Perceive: Agents receive inputs through triggers. For Copilots, the trigger is always a user prompt. Task agents add system triggers — a new record in Dataverse, an email arriving, a scheduled time. Autonomous agents perceive continuously — monitoring data streams, event queues, and environmental signals. In Copilot Studio, you define what an agent perceives through its trigger configuration: conversational triggers (user messages matching topics), flow triggers (Dataverse events, scheduled runs), or external triggers via connectors.
Reason: This is where the AI model does its work. The agent's reasoning depends on three inputs:
- Instructions — the system prompt and behavioral guidelines you define when building the agent
- Context — grounding data from knowledge sources, Dataverse, SharePoint, or external systems
- Model capabilities — the underlying language model's ability to understand, analyze, and generate
In Copilot Studio, reasoning happens through generative orchestration — the platform uses an LLM to interpret user intent, select the appropriate topic or action, and formulate a response. For autonomous agents, reasoning also includes evaluating whether conditions warrant action at all.
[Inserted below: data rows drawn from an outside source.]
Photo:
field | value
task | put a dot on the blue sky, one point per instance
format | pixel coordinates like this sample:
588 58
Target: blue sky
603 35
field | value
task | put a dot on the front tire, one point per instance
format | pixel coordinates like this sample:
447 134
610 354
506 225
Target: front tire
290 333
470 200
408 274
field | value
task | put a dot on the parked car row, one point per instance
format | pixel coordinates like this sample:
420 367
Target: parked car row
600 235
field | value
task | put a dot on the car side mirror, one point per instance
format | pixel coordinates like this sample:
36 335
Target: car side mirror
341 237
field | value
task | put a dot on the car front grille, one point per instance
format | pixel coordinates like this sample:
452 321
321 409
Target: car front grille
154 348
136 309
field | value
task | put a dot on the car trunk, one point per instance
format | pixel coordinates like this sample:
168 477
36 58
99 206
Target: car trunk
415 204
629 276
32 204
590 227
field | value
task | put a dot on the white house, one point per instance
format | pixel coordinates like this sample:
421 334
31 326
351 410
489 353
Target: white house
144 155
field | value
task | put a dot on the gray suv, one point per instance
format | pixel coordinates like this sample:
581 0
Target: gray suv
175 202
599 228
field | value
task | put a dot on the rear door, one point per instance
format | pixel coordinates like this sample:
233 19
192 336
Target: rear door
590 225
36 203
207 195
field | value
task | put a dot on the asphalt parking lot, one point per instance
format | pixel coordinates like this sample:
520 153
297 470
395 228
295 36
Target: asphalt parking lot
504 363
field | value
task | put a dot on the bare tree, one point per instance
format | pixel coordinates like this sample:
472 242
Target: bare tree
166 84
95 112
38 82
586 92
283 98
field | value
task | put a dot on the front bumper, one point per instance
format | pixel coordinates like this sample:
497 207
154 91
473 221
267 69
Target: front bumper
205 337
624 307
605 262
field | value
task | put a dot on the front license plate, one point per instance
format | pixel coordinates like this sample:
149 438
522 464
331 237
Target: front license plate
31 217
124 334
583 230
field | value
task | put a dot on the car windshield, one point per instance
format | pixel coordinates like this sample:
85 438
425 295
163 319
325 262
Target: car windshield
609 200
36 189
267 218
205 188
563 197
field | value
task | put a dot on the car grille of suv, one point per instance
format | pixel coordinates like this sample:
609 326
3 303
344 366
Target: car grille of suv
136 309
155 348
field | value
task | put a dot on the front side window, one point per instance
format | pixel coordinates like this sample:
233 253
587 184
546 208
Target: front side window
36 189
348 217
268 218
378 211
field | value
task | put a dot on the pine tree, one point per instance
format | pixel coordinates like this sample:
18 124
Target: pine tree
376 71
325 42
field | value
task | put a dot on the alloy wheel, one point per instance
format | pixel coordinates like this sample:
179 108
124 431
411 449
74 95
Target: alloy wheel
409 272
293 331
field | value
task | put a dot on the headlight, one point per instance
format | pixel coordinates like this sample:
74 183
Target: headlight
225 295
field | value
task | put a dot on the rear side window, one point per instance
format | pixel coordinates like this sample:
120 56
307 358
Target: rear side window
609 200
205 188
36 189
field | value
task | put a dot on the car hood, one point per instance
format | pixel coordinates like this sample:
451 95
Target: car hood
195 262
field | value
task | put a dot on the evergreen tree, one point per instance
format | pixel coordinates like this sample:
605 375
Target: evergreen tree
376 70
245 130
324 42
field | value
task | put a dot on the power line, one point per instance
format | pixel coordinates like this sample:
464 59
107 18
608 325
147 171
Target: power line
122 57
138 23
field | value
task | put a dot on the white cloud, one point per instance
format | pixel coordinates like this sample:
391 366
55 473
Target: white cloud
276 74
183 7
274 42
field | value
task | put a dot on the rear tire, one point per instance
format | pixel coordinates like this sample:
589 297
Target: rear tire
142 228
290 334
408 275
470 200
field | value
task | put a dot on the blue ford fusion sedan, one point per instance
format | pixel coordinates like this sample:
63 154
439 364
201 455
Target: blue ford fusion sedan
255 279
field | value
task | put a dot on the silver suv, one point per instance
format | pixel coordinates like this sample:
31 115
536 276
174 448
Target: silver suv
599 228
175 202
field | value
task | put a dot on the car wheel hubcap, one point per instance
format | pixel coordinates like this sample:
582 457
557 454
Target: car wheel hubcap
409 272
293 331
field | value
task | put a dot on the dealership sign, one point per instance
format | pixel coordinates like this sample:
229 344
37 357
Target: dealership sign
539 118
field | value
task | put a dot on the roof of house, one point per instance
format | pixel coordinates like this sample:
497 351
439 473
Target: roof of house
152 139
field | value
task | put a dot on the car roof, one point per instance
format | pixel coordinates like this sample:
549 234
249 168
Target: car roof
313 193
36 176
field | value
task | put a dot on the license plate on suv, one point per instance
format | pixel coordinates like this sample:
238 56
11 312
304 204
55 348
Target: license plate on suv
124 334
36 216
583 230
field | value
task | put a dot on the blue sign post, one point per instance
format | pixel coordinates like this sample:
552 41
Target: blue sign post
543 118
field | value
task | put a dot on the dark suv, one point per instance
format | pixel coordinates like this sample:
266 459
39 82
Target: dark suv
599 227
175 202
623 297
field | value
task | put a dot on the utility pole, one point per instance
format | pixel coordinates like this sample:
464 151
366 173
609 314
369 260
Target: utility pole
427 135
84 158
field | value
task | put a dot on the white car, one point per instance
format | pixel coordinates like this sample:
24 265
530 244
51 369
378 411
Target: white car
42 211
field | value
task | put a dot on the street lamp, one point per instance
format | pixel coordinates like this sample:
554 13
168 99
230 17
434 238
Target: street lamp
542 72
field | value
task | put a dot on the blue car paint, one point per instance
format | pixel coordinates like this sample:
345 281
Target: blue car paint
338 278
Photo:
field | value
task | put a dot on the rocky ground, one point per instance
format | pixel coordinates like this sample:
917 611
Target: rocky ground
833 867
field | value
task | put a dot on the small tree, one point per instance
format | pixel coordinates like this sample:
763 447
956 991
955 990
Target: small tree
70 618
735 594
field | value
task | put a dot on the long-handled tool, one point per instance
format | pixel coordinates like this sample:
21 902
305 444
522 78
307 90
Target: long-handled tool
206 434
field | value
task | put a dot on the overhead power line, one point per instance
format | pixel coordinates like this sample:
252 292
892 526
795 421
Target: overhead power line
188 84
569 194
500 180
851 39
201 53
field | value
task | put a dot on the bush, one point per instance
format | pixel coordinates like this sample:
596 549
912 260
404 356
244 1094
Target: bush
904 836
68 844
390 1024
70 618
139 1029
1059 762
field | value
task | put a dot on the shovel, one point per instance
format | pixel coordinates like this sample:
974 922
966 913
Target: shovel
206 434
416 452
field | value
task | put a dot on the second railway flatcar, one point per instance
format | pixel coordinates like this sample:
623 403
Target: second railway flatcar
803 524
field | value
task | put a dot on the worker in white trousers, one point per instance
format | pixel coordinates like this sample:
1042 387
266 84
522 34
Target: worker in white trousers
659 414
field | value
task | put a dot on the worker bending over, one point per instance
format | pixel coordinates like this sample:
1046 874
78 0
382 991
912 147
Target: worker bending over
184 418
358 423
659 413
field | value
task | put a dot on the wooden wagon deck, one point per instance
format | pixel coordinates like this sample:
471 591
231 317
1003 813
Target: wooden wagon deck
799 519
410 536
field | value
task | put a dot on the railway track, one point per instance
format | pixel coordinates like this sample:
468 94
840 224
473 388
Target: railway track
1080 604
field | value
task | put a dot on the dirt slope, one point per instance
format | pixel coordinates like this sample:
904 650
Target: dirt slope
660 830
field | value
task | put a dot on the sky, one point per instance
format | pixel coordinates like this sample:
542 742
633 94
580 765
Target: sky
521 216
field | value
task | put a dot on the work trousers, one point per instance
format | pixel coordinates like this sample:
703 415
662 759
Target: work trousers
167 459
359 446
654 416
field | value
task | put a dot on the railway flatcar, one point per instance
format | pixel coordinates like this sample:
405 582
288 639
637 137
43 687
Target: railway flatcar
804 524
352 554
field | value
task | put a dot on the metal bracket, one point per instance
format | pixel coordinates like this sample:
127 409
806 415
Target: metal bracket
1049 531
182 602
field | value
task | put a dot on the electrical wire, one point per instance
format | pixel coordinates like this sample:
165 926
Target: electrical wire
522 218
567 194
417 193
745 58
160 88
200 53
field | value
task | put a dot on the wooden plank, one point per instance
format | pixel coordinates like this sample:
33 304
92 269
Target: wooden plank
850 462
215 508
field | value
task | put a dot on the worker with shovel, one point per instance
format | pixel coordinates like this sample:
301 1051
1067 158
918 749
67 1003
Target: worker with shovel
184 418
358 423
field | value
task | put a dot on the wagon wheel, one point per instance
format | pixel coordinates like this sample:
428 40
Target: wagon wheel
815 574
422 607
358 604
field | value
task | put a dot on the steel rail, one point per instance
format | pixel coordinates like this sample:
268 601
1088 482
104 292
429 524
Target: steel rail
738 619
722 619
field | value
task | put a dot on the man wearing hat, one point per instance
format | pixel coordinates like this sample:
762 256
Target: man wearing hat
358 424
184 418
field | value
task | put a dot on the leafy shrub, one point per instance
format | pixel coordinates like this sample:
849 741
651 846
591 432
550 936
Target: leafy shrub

Act: Actions range from generating a text response to executing complex multi-step workflows. In Copilot Studio, actions include:
- Responding with generated text or adaptive cards
- Calling Power Automate flows
- Invoking HTTP connectors to external systems
- Delegating to other agents (via A2A protocol)
- Using Computer Use to interact with application UIs
Guardrails constrain the loop. They define what the agent cannot or should not do — topics it must avoid, data it cannot access, actions requiring human approval, escalation thresholds. Guardrails are not optional safety features; they're core architectural components. An autonomous agent without guardrails is a liability, not an asset.
Exam Trap: The exam may present scenarios where an agent "takes incorrect action" and ask you to identify the root cause. Don't jump to "the model hallucinated." More often, the issue is in the perceive stage (wrong data grounding), the guardrails stage (missing constraints), or the instructions (ambiguous system prompt). The reasoning model is usually the last thing to blame.
Reflection Question: An autonomous agent monitors inventory levels but occasionally reorders items that are already in transit. Which stage of the perceive-reason-act loop most likely contains the flaw, and how would you fix it?